O’Brien uses lists to differentiate between the personalities of the men.

“Henry Dobbins, who was a big man, carried extra rations … Dave Jensen, who practiced field hygiene carried a toothbrush, dental floss, and several hotel-sized bars of soap stolen on R&R in Sydney, Australia.”

O’Brien will also interrupt his lists to elaborate on a specific item, such as the letters First Lieutenant Jimmy Cross carried from a girl named Martha.  He keeps them wrapped in plastic and O’Brien brings us into Cross’ inner thoughts as a reads the letters and fantasizes about a life with Martha.

Lists can also accentuate the mundane and ordinary, something you might see or experience over and over again, as a contrast to events that will occur later.  This is what Don DeLillo does at the beginning of White Noise when he describes the arrival of students on a college campus before a mysterious toxin appears to be making everyone ill.

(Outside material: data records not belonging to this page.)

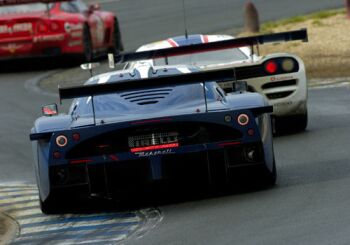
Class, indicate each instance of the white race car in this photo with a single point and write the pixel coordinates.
(280, 77)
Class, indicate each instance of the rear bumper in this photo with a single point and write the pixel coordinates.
(39, 46)
(114, 178)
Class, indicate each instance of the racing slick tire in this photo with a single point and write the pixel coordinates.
(269, 177)
(87, 44)
(117, 38)
(301, 122)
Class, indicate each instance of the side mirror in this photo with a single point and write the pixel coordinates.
(49, 110)
(241, 86)
(94, 7)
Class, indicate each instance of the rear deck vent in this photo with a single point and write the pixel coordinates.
(285, 83)
(279, 95)
(146, 97)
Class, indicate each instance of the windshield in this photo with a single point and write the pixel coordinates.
(25, 8)
(136, 101)
(207, 58)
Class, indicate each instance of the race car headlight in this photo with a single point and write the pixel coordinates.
(243, 119)
(288, 65)
(61, 141)
(271, 67)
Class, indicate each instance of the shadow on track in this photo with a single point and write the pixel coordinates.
(37, 64)
(160, 195)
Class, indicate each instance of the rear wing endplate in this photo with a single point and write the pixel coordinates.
(213, 46)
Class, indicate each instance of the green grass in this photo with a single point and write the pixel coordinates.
(316, 17)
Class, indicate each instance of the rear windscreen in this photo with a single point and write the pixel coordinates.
(206, 58)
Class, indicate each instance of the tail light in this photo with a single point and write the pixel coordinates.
(288, 65)
(271, 67)
(243, 119)
(42, 27)
(61, 141)
(76, 137)
(54, 27)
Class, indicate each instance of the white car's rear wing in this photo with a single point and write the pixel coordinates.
(213, 46)
(17, 2)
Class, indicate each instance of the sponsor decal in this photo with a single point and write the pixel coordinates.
(49, 38)
(20, 27)
(275, 79)
(70, 27)
(12, 48)
(76, 34)
(75, 43)
(154, 153)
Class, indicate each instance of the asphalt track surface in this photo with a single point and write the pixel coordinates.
(310, 203)
(145, 21)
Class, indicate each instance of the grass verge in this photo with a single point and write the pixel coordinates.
(327, 54)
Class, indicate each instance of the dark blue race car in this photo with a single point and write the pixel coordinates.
(128, 129)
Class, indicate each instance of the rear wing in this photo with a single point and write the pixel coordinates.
(17, 2)
(106, 88)
(213, 46)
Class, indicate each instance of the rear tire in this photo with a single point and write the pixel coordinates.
(269, 177)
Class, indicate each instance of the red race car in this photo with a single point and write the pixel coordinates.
(35, 28)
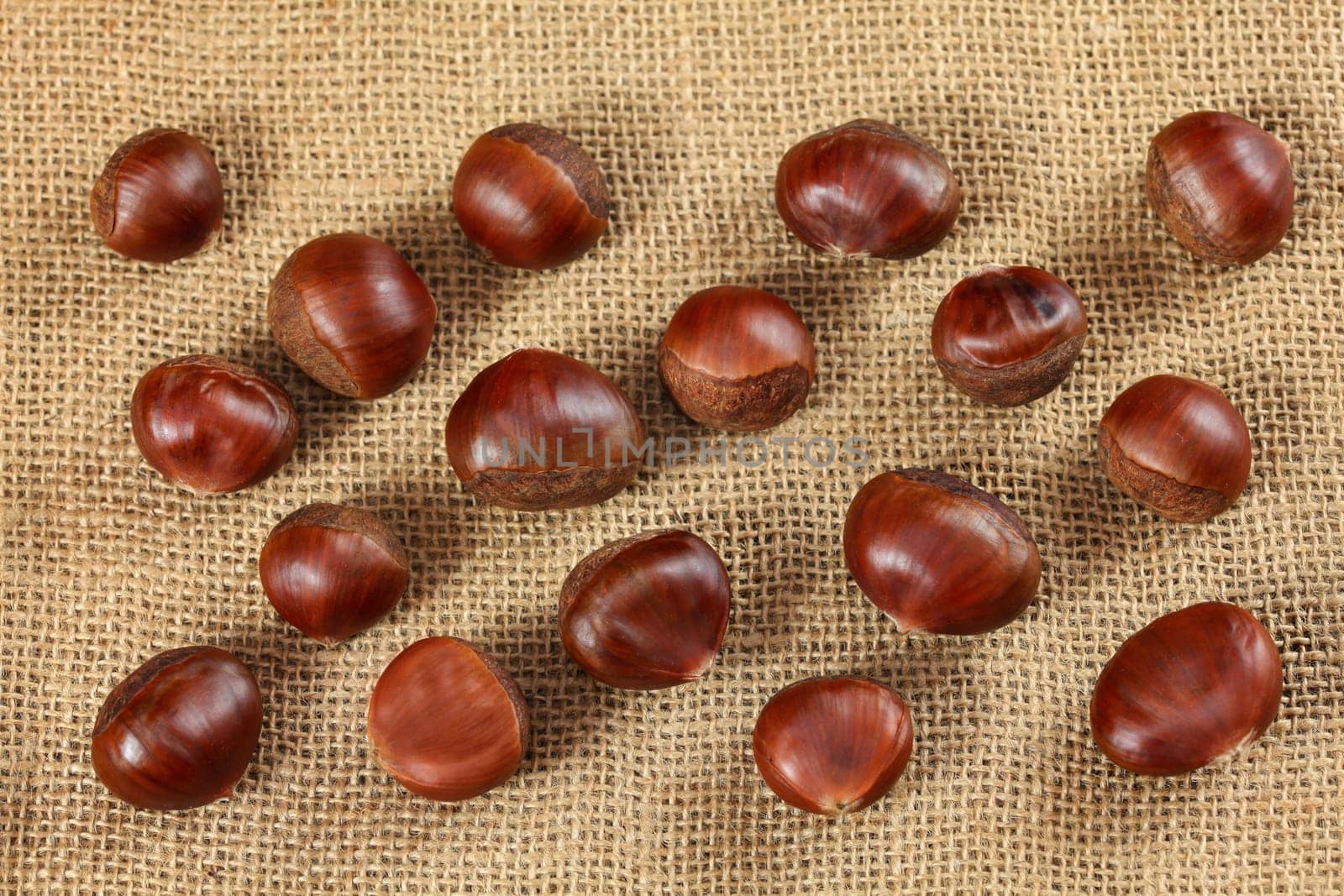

“The roofs of the station wagons were loaded down with carefully secured suitcases full of light and heavy clothing; with boxes of blankets, boots and shoes, stationery and books, sheets, pillows, quilts; with rolled up rugs and sleeping bags; with bicycles, skis, rucksacks, English and Western saddles, inflated rafts.”  From their cars, students removed, “… stereo sets, radios, personal computers, small refrigerators and table ranges; the cartons of phonograph records and cassettes, the hairdryers and styling irons, the tennis rackets, soccer balls, hockey and lacrosse sticks, bows and arrows; the controlled substances, the birth control pills and devices; the junk food still in shopping bags …”

Writing Prompt

Play with making lists to tell a story, paint a portrait, set a scene or a mood.  Some suggestions include:

. Things you carry

.  Steps you take to get ready to go out

.  Questions for the doctor

.  Directions on how to assemble something, get somewhere, prepare a meal, cure an illness

.  Gifts that people have given you

.  People who come to visit

.  Tests/Procedures/Medications

.  Music playlists

.  Steps of a ritual

.  What’s in your closet, pocketbook, briefcase, sewing box, garage, tool kit, junk drawer, etc.

Now look back on the lists you just made and think about what you would have written five, ten, fifteen or more years ago.  Create a list timeline to illustrate how your interests, tastes, and needs have changed, and/or to show what aspects of your life have remained constant.

Additional Suggestion

If one or more items on your lists jump out at you, take some time to develop your thoughts about that one particular item.  If it’s an object, describe its qualities, how you use it, how it makes you feel, its history.  If it’s intangible like a mood or feeling, write about its weight, its effect on your body, use metaphor, what you do in response to the feeling.